Medical records on 75 MG patients without thymoma — a tumor in the thymus that can be associated with MG — who started with tacrolimus as a single therapy at Xiangya Hospital from July 2017 to June 2020 were analyzed. Their average age was 41.6, most were female (61.3%), and the average time from disease onset to tacrolimus’ initiation was 50.14 months (just over four years).

Patients’ average quantitative myasthenia gravis score (QMG)  — a scale used to quantify disease severity in MG — prior to treatment was 10.17 points. QMG scores range from zero to 39; lower scores indicate less severe disease. The Myasthenia Gravis Foundation of America (MGFA) classification, another system to classify MG disease severity, was also used.

A majority of patients (77.3%) had antibodies against acetylcholine receptors.

All had one month of follow-up data; at 12 months, follow-up records were available for 39 patients.

Overall, results showed that tacrolimus was safe, with no serious adverse reactions reported. Among these 75 patients, eight had adverse reactions, with most side effects alleviated through dose adjustment and symptom treatment.

The most common side effects were metabolic issues and gastrointestinal reactions, including elevated blood sugar, nausea, and higher levels of uric acid in urine. Two patients switched to other treatment regimens due to adverse reactions.

Changes in MGFA scores post-treatment showed improvements in 25.3% of 75 patients at one month, in 40.3% of 62 patients at three months, in 28.6% of 49 patients at six months, and in 12.8% of 39 patients after 12 months.

These results indicate that tacrolimus “has a rapid onset,” the researchers wrote.

Using minimal manifestations status or better as the treatment’s goal, researchers found that 6.7% (five of 75 patients) achieved MMS at one month of treatment, 19.3% (12 of 62) at three months, 44.9% (22 of 49) at six months, and 69.2% (27 of 39) at one year. Eight patients changed treatments or added a corticosteroid due to limited benefits.

“These results suggest that tacrolimus is effective and safe as single-agent immunotherapy for MG and can contribute to the realization of MMS in patients,” the researchers wrote.

An analysis was done to determine the probability of patients achieving MMS or better while on tacrolimus for each time point. Results showed a rise in probability in each respective patient group: 6.7% at one month, 18.1% at three months, 40.3% at six months, and 57.8% at 12 months.

Further analysis showed that “age, QMG score, and AChR-Ab titer [acetylcholine receptor antibody levels] were factors that affected patients to achieve MMS, regardless of gender and course of disease,” the team wrote.

Best responses were seen in patients under age 40, those with pre-treatment QMG scores of 11 or lower, and those with AChR-Ab levels lower than 8.07 nanomole/L.

By MG subtype, patients without autoantibodies (seronegative) achieved MMS at a greater rate than those with AChR-Ab.

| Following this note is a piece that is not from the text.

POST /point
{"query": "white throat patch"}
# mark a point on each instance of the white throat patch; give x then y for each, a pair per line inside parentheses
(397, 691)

“However, we believe AChR antibody-positive should not be a barrier to selecting tacrolimus. In this study, approximately a quarter of AChR-MG patients still achieved satisfactory treatment outcomes (MMS or better),” the team noted.

People with ocular MG also had better responses than those with more generalized MG, “suggesting that the timing of tacrolimus intervention is more suitable in the early stage of onset,” the researchers added.

Overall, “tacrolimus can be used alone for the initial immunotherapy of MG patients, especially for young, mild, and low antibody titer patients,” they concluded.